Troubleshooting / FAQ¶
This page covers the most common issues encountered when running Squish on Apple Silicon Macs. If your issue is not listed here, open a GitHub Discussion.
Quick diagnostics¶
Run these two commands first. The answers are required context for any bug report or Discord question.
Expected output (versions will differ):
Additional environment snapshot:
python --version # should be 3.10+
pip show squish mlx mlx-lm # installed versions and locations
sw_vers # macOS version
sysctl -n hw.memsize # total unified memory in bytes
squish models # locally cached models
Paste the output of all of the above when filing a bug.

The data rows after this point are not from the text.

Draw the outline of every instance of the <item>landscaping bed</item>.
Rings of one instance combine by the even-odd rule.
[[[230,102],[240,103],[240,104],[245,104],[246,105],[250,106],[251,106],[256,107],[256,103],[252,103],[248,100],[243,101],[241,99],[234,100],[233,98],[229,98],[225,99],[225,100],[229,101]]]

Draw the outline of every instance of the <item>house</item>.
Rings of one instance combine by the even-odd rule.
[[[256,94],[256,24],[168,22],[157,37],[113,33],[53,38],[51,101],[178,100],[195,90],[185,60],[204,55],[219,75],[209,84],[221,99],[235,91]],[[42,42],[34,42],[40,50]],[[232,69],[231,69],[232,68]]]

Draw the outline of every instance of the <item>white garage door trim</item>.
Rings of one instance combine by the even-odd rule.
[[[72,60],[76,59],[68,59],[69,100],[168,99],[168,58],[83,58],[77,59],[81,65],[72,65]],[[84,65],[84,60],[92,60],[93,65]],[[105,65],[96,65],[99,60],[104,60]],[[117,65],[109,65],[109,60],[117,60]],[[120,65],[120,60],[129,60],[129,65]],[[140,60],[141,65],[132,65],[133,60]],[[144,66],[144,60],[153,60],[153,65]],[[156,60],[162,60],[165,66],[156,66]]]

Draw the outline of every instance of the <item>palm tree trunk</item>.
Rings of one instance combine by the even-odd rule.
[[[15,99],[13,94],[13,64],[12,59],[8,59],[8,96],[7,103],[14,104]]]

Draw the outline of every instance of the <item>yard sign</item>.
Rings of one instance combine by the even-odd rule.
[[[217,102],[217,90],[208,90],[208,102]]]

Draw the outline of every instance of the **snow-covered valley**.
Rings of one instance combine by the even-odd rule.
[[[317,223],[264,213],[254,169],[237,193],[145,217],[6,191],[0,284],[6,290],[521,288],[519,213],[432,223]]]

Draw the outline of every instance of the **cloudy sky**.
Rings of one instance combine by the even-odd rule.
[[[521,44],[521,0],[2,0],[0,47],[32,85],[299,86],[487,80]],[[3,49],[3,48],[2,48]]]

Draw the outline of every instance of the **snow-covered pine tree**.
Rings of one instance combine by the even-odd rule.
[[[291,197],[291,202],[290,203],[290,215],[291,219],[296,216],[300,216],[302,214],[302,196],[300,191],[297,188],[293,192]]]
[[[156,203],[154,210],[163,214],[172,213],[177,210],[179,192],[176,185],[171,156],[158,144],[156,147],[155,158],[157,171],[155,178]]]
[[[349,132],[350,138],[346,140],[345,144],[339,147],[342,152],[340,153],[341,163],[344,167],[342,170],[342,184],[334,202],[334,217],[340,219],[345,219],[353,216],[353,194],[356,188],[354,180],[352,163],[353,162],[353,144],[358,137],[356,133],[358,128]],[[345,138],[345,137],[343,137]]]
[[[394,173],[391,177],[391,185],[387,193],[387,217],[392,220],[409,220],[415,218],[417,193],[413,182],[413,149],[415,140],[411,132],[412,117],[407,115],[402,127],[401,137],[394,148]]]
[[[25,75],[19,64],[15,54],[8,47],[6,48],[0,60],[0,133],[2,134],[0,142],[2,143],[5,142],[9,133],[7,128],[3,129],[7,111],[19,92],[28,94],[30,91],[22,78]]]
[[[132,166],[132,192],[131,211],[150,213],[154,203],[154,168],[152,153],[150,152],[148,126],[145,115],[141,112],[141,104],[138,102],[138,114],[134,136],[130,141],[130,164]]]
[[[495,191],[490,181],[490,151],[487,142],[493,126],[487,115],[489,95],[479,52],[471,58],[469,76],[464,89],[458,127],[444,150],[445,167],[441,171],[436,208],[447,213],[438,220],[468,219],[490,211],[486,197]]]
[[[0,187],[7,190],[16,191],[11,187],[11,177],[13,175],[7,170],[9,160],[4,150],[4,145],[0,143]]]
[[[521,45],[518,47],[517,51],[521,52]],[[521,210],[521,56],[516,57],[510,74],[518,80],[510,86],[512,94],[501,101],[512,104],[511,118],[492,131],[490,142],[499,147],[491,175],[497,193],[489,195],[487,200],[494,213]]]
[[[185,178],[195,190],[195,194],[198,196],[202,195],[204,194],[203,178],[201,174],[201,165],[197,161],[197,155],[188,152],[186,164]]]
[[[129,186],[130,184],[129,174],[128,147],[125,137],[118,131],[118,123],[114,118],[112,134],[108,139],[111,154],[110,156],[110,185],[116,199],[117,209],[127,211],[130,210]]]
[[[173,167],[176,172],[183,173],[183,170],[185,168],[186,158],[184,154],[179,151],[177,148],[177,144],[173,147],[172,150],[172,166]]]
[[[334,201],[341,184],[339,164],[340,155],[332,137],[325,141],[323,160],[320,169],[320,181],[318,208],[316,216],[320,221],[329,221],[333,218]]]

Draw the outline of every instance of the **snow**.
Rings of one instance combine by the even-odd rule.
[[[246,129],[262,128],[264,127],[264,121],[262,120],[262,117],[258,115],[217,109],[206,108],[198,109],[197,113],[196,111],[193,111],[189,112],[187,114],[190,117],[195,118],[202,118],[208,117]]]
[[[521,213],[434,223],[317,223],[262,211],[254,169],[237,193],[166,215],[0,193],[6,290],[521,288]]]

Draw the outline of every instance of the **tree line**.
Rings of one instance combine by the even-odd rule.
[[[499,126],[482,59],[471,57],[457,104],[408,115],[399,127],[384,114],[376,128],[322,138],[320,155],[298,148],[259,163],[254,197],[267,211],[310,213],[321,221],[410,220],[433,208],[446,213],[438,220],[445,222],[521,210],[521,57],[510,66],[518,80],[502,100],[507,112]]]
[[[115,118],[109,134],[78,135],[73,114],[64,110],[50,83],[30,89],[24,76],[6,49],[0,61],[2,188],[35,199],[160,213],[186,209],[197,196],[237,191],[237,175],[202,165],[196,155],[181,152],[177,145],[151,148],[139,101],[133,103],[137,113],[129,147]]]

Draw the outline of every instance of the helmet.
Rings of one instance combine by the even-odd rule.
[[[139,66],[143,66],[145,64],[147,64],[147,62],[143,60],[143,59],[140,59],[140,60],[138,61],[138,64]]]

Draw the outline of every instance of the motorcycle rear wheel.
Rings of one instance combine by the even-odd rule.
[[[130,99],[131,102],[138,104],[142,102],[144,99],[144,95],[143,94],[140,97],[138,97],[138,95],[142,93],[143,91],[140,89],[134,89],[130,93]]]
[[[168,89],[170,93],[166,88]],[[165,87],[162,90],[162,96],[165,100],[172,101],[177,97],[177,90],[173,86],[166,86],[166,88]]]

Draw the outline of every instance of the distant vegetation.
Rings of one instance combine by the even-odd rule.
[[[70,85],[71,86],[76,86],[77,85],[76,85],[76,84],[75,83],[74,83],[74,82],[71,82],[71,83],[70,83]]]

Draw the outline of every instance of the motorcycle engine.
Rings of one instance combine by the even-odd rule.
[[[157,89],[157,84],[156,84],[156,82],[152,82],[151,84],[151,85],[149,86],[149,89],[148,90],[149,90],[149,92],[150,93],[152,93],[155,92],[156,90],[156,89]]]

8 GB Mac: out of memory (OOM)¶
Symptoms¶
squish runorsquish serveexits immediately with no error message- Kernel logs show
jetsamevents (log show --predicate 'eventMessage contains "jetsam"' --last 5m) - The macOS Activity Monitor "Memory Pressure" gauge is solidly red before inference starts
- Python raises
MemoryErroror the process is killed mid-generation
Why it happens¶
Apple Silicon's unified memory is shared between the CPU, the GPU (Metal), and the OS. On an 8 GB device, macOS reserves approximately 1.5–2 GB for the kernel and active apps, leaving roughly 6–6.5 GB for model weights and the inference runtime. A 7B/8B model at full bf16 is ~16 GB and will not fit; even INT8 is ~8 GB. Squish defaults to INT4 (~4 GB) and offers INT3 (~3.5 GB).
Fixes¶
1. Use INT4 quantisation (recommended for 8 GB Macs)
INT4 halves the weight footprint compared to INT8.
INT4 accuracy
INT4 produces measurably lower quality output on models below 3B parameters. For 7B+ models the degradation is minor in practice.
2. Use --fault-tolerance to survive partial allocation failures
--fault-tolerance catches Metal allocation errors and retries with a smaller KV-cache
instead of crashing.
3. Use --adaptive-quant to let Squish pick the quantisation level automatically
Squish reads available unified memory at startup and selects INT4 or INT8 accordingly.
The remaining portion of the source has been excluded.